痛みと衝撃でバランスを持っていかれるサン。狼人は続けて斧でめちゃくちゃに殴りかかってくる。


 またも避けきれないサンの左肩に斧の錆びた刃が血を滲ませる。サンは痛みを堪え、詠唱をする。


「『それは炎の蛇――』」


 狼人の斧がサンの顔に迫る。素早く身を屈ませて避けるサン。


「『我の怨敵を――』」


 斧の無い方の手でサンの右腕を掴もうとする狼人。サンは合わせて、銃床で狼人の手を殴る。


「『食いつくすなり!』」


 再び斧を下から振り上げるように攻撃する狼人。サンは体を斜めにさばいて避ける。


「『“火炎餓蛇“!』」


 サンの突き出された左手からうねる炎の柱が狼人に襲い掛かる。


 避けようとする狼人だが、炎の蛇はそれを追い、胸に食らいつく。


 獣の悲鳴と、肉の焼ける音が響く。炎の蛇は次の狼人へ向かってうねる。


 凄まじい熱量に内臓を焼かれて倒れる狼人。サンの炎を見て、慌てて逃げようと背中を向ける次の狼人だが、仲間たちが邪魔で動けない。


 背中から炎の蛇に食われる狼人。慌てて階段に逃げようとひしめきあう狼人たち。


 階段でつっかえつっかえする間に焼き食われていく狼人が一人、二人。


 やがて炎の蛇が力尽きて消えるが、すでに建物内のあちこちに火が移ってしまっていた。


 蛇が暴れて潜りこんだ階段は既に炎の海のようで、もう狼人たちが上がってくるのは不可能だった。


 サンの目に入るのは、シックと戦っていたらしい最後の狼人が貫かれて絶命するところ。剣を引き抜くと、鋭い目で周囲を見やるシックだが、炎が広がりつつある状況とサンの姿を目にすると、目を丸くする。


「サン!?」


「シック! 逃げましょう! もう炎が!」


 サンは炎が広がりつつある空間を走り抜けるとシックのすぐ傍までやってくる。火が移ったマントを脱ぎすて、シックのすぐ傍に転がっている自分の荷物を背負う。


「部屋の窓から! シック、荷物はどうです!」


「大体まとまってる! 行こう、俺の部屋から!」






 二人はシックの部屋に駆け込むと、後ろ手に扉を閉める。先に入ったシックは自分の荷物を担ぎながら、手の剣で窓を叩き割る。


 その時、サンはシックの剣に注視する。万が一にも、【神託の剣】でありはしないか、と。
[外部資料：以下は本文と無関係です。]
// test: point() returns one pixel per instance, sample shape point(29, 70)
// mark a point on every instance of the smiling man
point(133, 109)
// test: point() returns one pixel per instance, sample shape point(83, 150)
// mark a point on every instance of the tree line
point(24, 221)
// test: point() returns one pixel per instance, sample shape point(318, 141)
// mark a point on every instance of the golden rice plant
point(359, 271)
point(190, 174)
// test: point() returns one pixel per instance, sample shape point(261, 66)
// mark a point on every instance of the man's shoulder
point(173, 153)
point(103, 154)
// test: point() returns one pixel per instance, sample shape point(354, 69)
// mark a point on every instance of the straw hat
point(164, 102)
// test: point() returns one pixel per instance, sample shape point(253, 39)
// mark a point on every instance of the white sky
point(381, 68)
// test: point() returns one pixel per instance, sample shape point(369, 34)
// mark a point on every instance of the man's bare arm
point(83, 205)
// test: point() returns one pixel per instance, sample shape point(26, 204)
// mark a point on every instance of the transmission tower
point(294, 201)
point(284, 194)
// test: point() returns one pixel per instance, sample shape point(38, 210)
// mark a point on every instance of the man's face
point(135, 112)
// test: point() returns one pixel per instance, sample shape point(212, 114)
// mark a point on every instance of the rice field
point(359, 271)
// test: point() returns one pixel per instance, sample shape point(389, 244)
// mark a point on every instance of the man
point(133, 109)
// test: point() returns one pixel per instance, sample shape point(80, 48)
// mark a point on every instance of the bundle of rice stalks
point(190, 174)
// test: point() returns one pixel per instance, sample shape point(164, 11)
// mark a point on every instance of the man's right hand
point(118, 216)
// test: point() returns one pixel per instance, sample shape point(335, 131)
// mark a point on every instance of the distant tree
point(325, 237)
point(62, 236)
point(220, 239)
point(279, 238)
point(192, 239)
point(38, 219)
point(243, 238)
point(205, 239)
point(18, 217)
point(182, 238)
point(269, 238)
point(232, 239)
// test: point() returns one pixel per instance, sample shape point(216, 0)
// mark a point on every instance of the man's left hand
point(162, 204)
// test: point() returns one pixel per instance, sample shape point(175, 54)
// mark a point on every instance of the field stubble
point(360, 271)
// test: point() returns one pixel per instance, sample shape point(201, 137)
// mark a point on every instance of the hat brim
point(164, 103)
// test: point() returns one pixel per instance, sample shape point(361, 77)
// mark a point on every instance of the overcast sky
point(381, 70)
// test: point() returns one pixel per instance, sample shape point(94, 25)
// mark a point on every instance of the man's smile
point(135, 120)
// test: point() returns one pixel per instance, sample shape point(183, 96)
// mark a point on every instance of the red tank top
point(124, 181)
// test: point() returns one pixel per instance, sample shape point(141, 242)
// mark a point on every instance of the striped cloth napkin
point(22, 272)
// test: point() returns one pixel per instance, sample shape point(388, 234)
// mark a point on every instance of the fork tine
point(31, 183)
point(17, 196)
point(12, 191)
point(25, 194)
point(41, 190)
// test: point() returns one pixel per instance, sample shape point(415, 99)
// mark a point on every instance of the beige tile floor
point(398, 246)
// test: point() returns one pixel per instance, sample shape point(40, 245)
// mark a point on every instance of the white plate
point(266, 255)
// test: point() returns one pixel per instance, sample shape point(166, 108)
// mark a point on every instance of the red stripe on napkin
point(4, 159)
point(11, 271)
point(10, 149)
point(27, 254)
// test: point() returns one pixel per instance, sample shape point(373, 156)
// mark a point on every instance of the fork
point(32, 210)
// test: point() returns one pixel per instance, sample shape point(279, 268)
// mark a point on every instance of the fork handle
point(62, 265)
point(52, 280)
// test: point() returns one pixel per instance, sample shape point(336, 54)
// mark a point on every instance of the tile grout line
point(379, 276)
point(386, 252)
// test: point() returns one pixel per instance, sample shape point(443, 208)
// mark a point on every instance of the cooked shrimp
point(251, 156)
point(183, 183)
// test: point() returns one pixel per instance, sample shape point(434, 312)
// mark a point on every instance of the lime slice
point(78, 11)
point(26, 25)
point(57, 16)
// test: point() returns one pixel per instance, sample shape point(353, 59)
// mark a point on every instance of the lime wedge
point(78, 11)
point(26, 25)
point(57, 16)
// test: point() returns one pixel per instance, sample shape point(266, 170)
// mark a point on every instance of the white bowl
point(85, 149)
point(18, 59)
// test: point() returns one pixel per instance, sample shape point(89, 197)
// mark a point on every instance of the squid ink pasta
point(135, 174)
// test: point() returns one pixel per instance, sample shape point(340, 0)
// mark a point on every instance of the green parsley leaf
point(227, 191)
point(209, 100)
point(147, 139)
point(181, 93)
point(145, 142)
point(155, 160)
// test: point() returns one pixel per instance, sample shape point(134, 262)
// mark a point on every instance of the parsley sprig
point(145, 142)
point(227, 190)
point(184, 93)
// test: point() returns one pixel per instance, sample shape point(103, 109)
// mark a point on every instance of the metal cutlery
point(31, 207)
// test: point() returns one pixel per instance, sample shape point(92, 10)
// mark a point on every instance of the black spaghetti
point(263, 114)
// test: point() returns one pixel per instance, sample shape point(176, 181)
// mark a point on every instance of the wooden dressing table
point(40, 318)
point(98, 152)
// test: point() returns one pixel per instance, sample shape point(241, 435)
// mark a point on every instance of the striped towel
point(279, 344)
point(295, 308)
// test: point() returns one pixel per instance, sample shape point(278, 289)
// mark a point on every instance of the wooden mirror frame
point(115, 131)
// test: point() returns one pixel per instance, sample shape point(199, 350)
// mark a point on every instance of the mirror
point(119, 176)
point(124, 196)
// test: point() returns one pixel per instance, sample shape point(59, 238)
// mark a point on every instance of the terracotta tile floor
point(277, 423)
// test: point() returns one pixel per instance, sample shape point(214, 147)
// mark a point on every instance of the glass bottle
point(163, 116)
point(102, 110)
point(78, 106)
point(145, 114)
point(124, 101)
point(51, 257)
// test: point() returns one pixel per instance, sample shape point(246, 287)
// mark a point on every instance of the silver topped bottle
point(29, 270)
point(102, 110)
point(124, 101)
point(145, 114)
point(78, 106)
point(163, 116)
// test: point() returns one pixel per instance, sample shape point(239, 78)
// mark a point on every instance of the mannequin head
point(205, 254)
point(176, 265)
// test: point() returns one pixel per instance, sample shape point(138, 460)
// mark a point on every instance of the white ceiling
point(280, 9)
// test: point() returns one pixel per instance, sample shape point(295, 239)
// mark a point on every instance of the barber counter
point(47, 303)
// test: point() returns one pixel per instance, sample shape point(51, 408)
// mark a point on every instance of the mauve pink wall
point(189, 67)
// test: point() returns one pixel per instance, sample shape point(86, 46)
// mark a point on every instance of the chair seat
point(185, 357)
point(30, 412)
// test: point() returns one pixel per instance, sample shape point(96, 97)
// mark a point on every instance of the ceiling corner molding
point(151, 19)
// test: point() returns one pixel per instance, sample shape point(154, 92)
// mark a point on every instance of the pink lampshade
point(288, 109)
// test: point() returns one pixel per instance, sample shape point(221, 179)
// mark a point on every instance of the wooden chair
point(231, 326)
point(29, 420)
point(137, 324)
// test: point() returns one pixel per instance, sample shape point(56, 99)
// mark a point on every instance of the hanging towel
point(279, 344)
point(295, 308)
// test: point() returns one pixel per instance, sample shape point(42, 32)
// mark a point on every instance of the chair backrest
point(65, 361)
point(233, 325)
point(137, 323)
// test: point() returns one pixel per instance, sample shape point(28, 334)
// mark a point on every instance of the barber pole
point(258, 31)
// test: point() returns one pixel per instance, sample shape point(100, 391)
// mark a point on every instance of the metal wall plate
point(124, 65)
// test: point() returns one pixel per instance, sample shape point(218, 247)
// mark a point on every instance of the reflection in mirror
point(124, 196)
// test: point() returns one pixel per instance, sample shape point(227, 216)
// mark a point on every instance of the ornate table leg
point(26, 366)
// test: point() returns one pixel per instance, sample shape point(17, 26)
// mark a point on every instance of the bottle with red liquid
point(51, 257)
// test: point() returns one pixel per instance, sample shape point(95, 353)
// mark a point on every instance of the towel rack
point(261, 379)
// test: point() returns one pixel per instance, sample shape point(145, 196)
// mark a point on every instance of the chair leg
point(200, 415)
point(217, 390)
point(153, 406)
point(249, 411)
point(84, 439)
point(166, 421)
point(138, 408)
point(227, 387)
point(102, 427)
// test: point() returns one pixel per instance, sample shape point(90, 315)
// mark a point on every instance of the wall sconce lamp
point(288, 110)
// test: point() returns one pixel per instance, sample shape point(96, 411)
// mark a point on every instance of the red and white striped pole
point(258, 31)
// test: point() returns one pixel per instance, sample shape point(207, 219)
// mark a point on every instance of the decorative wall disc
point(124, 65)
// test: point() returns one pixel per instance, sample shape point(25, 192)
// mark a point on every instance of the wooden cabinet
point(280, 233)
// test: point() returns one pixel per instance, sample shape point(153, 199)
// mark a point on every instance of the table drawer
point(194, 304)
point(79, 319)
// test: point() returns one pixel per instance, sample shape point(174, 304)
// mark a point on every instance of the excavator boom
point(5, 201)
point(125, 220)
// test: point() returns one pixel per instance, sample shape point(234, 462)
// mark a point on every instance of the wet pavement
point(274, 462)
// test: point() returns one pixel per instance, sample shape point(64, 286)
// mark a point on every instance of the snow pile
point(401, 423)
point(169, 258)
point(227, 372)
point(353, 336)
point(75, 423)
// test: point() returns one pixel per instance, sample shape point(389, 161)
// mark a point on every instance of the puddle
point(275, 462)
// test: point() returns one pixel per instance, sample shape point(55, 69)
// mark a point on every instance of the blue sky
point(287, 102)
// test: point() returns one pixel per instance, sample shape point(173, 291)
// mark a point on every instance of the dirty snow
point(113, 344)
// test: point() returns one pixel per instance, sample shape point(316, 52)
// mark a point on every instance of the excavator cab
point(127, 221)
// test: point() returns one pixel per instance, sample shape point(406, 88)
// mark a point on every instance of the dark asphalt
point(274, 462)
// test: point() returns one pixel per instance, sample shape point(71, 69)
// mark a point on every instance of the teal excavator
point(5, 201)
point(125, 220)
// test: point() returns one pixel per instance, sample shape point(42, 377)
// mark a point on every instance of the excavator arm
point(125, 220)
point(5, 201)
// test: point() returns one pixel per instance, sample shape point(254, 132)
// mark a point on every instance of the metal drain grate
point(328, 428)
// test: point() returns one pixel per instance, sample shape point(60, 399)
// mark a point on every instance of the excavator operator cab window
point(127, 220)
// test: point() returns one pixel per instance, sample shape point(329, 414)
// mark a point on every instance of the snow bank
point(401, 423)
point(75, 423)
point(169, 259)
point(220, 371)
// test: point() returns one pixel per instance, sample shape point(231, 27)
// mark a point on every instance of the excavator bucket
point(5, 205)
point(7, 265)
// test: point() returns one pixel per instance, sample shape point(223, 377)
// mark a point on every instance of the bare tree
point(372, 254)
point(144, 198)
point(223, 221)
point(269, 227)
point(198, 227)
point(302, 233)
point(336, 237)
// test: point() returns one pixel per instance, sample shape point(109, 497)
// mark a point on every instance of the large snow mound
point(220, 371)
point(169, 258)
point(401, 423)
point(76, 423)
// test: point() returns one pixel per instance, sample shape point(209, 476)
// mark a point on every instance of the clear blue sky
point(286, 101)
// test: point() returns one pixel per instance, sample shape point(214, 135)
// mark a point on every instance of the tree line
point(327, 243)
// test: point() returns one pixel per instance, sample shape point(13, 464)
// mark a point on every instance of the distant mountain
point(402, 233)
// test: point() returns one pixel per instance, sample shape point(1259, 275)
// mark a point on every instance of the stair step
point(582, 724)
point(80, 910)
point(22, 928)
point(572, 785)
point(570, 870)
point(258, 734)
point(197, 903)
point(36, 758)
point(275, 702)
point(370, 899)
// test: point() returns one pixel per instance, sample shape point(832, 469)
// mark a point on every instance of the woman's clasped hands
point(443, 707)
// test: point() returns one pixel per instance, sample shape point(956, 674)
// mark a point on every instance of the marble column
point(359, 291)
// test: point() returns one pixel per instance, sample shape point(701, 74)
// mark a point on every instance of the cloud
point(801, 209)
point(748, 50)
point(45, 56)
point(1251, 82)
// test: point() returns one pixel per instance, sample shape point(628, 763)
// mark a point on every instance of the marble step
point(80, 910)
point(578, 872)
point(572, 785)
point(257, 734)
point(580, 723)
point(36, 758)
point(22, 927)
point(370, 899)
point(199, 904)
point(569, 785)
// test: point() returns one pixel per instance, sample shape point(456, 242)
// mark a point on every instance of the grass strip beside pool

 幸い、シックの手にあるのはどこにでもあるような平凡な剣だった。


「サン! 俺が先に降りる! 続いて!」


「分かりました! 気を付けて!」


 シックは窓枠に残ったガラスの残骸を足で蹴り砕き、下を覗きこんでから飛び降りる。サンも窓まで走り、シックの降りた周囲を見渡す。幸い、人影は無い。


「サン! いいよ、降りて!」


 その声を聞くや、サンも窓から飛び降りる。しかし、着地点にはこちらを見上げるシック。


「え、シック! どい――」


 サンは衝突を予期して目をつぶる。


 しかし、シックは落ちてきたサンを荷物ごと受け止めて見せる。構えていた痛みが何もないことに、サンが驚いて目を瞬かせる。ぽかんと口を開けたサンの表情は、普段とはまるで違う隙だらけの顔だったが、そんなサンを見てシックはにこりと笑う。


 触れそうなほど近い二人の顔。サンは感じるシックの身体が驚くほど硬く力強い事になんだか恥ずかしくなり、慌てて降りる。


「も、もう。一人で降りられました……」


「そう? ごめんね」


「いえ、ありがとうございます……」


 切迫した状況と裏腹に、複雑な感情になるサン。その顔が熱いのは炎の熱のせい、と自分では思う事にしていた。